Qui sont ces Français qui font aimer saucisson et rillettes aux Coréens ?

Par Frédéric Ojardias, à Séoul  |   |  586  mots
France Gourmet, « Le coeur de notre activité reste la fabrication de charcuterie fine de pure tradition française, au plus près des recettes. Tout est fait à la main. » / DR
France Gourmet est une PME fondée par trois jeunes entrepreneurs français en Corée du Sud. Ils démontrent que l'innovation peut se trouver jusque dans les saucisses...

Des saucisses de fabrication française, mais au goût coréen : c'est l'étonnante charcuterie que concocte France Gourmet, une PME installée à Séoul. De son atelier de la banlieue de la capitale sud-coréenne sortent des saucisses au ginseng, aux feuilles de sésame, au kimchi (chou fermenté à la saveur volcanique et plat national coréen), ou encore au piment rouge, autre composante essentielle de la cuisine du pays du Matin calme.

Eh oui, avant d'initier les Coréens aux bonheurs de la charcuterie française, France Gourmet a dû innover et s'adapter aux goûts locaux. Malin, le concept a fait mouche.
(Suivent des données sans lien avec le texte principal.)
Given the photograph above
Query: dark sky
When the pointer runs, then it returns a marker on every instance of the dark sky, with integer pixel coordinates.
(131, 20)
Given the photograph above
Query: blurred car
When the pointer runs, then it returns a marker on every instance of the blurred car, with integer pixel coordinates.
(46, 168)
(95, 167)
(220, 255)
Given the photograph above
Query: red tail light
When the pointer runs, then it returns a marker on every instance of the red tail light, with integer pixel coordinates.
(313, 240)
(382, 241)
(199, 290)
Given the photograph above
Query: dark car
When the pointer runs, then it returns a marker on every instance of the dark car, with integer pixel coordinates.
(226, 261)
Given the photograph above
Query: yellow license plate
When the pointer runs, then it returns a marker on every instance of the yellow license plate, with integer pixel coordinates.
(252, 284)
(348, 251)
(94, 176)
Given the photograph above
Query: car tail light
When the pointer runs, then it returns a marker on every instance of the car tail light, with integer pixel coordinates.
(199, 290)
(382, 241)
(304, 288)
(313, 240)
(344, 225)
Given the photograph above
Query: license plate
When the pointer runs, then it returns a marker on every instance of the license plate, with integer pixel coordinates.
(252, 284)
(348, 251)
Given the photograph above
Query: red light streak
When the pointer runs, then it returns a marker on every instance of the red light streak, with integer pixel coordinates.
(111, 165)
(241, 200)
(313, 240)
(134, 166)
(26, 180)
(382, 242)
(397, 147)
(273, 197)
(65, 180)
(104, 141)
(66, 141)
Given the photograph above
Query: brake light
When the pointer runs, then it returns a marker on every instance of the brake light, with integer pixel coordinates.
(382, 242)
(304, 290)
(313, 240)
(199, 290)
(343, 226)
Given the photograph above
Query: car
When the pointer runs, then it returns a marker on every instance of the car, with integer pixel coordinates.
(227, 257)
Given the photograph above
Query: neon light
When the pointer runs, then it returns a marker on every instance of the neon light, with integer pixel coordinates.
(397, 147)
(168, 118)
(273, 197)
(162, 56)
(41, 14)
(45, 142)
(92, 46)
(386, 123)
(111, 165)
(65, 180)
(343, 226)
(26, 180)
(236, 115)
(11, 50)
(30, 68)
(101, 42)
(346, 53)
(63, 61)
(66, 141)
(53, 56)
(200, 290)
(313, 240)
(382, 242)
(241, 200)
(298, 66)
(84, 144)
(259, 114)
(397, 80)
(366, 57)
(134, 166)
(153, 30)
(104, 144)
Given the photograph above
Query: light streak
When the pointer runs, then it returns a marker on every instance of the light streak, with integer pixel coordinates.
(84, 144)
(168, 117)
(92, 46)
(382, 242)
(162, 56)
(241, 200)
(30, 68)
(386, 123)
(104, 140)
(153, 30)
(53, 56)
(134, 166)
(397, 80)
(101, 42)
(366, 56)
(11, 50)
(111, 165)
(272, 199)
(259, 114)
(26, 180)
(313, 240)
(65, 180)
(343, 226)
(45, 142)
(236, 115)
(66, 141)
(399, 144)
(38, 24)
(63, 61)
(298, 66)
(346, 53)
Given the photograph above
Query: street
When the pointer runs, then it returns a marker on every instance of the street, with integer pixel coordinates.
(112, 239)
« C'est encore un essai, mais ça marche très bien, hôtels et restaurants adorent », se félicite Romuald Pieters, le très enthousiaste PDG de l'entreprise, qui tient tout de suite à préciser : « Le coeur de notre activité reste la fabrication de charcuterie fine de pure tradition française, au plus près des recettes. Tout est fait à la main. »

Cet ingénieur agronome féru de bonne chère s'est associé avec Jean-Paul Baurez, un chef international, et à Roland Pignol, un charcutier, tous deux expatriés à Séoul pour fonder France Gourmet. Un an après sa création, la PME est parvenue à l'équilibre financier et emploie trois salariés. Elle est la seule société artisanale à produire en Corée de la charcuterie française - jambon, pâté au cognac, rillettes, etc. - avec des produits locaux et pour le marché local.
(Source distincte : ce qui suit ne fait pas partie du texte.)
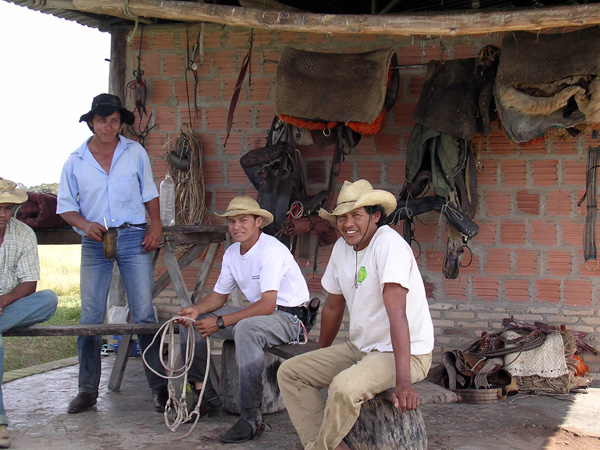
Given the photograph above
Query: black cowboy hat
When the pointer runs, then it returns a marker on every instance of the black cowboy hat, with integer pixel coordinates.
(106, 104)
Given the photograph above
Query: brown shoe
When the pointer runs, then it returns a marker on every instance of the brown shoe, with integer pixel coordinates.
(82, 401)
(4, 437)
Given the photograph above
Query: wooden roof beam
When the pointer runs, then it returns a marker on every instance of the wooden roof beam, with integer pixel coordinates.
(401, 25)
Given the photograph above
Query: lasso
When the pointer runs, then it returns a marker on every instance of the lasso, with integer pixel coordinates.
(177, 407)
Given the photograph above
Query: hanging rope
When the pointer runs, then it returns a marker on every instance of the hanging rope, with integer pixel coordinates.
(177, 407)
(187, 172)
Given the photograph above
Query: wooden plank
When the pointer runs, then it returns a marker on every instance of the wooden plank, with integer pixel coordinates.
(289, 351)
(57, 236)
(116, 375)
(457, 24)
(209, 261)
(165, 279)
(85, 329)
(176, 277)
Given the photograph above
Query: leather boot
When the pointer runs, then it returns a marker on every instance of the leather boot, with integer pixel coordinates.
(160, 396)
(82, 401)
(242, 431)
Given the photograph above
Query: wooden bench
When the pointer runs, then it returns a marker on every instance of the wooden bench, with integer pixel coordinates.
(380, 425)
(124, 330)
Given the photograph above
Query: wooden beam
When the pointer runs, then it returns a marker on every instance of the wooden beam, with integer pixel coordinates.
(399, 25)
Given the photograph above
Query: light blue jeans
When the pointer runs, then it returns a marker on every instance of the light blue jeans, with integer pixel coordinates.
(135, 267)
(25, 312)
(251, 336)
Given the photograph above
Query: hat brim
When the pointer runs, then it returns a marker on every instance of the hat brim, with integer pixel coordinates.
(266, 215)
(376, 197)
(16, 196)
(127, 117)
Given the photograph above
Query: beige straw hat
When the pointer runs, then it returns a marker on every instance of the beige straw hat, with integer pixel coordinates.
(247, 205)
(9, 193)
(357, 194)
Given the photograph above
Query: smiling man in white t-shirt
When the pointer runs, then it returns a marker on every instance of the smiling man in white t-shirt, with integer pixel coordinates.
(373, 272)
(269, 277)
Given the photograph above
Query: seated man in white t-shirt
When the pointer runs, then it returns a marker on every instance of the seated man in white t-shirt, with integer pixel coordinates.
(372, 270)
(267, 274)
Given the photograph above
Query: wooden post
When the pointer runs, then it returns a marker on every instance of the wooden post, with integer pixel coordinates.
(381, 426)
(118, 64)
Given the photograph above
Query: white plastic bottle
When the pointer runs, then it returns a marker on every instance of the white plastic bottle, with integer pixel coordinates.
(167, 201)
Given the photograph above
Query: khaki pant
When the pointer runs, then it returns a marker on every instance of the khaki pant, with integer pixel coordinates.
(352, 376)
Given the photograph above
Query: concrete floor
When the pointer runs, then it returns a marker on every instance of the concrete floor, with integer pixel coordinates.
(36, 408)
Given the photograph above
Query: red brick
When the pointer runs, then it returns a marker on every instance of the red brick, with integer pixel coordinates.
(403, 112)
(160, 91)
(516, 290)
(574, 172)
(547, 290)
(578, 292)
(513, 171)
(527, 262)
(545, 172)
(487, 233)
(365, 148)
(173, 65)
(571, 233)
(558, 263)
(235, 174)
(528, 202)
(500, 145)
(498, 261)
(498, 203)
(489, 175)
(543, 233)
(163, 41)
(486, 288)
(558, 203)
(397, 172)
(213, 172)
(261, 90)
(209, 91)
(455, 289)
(370, 171)
(387, 144)
(512, 233)
(165, 118)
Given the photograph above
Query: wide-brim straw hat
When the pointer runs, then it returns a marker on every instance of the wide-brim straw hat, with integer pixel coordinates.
(246, 205)
(105, 105)
(358, 194)
(9, 193)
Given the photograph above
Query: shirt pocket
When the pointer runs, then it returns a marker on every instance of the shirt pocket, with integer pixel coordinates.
(129, 190)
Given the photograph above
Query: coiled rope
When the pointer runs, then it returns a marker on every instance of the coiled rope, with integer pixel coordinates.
(177, 407)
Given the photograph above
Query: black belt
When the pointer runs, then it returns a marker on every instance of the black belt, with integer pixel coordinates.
(299, 311)
(125, 225)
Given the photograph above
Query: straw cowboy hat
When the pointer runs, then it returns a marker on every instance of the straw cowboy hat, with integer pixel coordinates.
(247, 205)
(9, 193)
(357, 194)
(106, 104)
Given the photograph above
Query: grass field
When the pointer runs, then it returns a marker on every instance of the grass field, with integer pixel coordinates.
(59, 272)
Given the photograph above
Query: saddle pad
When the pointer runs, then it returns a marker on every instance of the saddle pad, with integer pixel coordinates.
(534, 58)
(332, 86)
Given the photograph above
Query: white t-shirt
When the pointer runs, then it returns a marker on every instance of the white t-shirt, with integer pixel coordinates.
(360, 278)
(267, 266)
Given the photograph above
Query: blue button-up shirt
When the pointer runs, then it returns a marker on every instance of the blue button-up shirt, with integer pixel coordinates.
(118, 196)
« Les gens veulent de l'authentique »

Le défi était de taille dans un pays où la plupart des habitants sont encore très peu familiers avec de tels produits : un saucisson offert à des amis coréens mal informés peut très vite se retrouver cuit au barbecue... Mais l'intérêt pour la gastronomie étrangère ne cesse de croître.

« Les goûts sont en train d'évoluer. Les gens veulent de l'authentique, et il y a un attrait naissant pour la charcuterie, explique Romuald Pieters. Les grands groupes industriels locaux commencent d'ailleurs à investir à leur tour dans la charcuterie. »

Produire en local permet de fabriquer des aliments frais et d'éviter les (nombreuses) tracasseries douanières en matière d'importation de salaisons.

« Ils ont un excellent rapport qualité-prix. Leur jambon coûte la moitié du prix des autres produits importés. Et c'est de la vraie viande, pas de la farine », confirme un hôtelier qui travaille pour un établissement cinq étoiles à Séoul.

Lors de sa création, France Gourmet visait le marché des expatriés et des Coréens qui ont voyagé à l'étranger et appris à aimer des saveurs différentes. Mais la PME ambitionne désormais de toucher une clientèle beaucoup plus large. Pour cela, toute une éducation reste à faire :

« Nous participons à des événements de goût et de démonstration, ou des foires. Les gens sont très curieux, ils me demandent comment nos produits se mangent. »

Après avoir constaté que des boulangeries françaises en Corée se faisaient copier leurs recettes par des employés qui allaient ensuite ouvrir leur propre magasin, Romuald Pieters se montre intraitable : le coeur de l'atelier est réservé à son artisan charcutier.

« C'est top secret ! Pas de visite, et appareils photos interdits. En Corée, dès qu'une activité a du succès, tout le monde veut faire pareil... »

Ici, les secrets de la chipolata et du saucisson sont mieux gardés que ceux de Samsung.